Issues affecting the viability of the craft

  • The biggest problem is that most instruments are made for the cheaper end of the market and consumers buy from known brands. These manufacturers are driving standards down as they constantly aim to reduce costs. Additionally there are a large number of drum makers who assemble components to produce bespoke drums – there are still quite a few who even make the shells and components themselves. Becoming more specific there are very few people who make kettle drums and specialise in specific areas of percussion making, but the market is very small and niche, so increased supply from emerging makers actually reduces the viability of established small businesses. Ultimately what needs to happen is that players should support instrument makers by buying from them, but that is my job to persuade them of the merits of doing so.
  • Raw materials are a problem.

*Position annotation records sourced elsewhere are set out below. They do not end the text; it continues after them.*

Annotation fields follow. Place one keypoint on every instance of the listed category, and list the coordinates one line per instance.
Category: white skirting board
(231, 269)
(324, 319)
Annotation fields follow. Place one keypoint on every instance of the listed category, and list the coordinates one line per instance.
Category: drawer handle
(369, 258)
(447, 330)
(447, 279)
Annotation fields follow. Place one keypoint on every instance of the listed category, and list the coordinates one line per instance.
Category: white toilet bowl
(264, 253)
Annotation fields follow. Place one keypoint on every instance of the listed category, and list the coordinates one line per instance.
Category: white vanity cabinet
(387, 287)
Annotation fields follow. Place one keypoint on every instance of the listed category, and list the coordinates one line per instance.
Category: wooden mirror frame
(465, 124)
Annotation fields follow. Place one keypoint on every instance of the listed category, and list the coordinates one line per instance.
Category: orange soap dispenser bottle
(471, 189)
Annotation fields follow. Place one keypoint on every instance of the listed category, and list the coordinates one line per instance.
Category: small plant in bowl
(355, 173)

For instance Honduras Rosewood is used a lot in china for making garden furniture whereas it is an endangered specie and one of only a few tonewoods that are suitable for making percussion instruments. Equally copper reserves are falling, so prices are going up constantly for it and all copper alloys. Because of the relatively small quantities used in percussion making it is difficult to compete with the larger manufacturers on both price and the ability to invest in stocking raw materials.
  • No training courses for percussion instrument making.

 

Support organisations

There are no specific organisations supporting the manufacture of percussion instruments.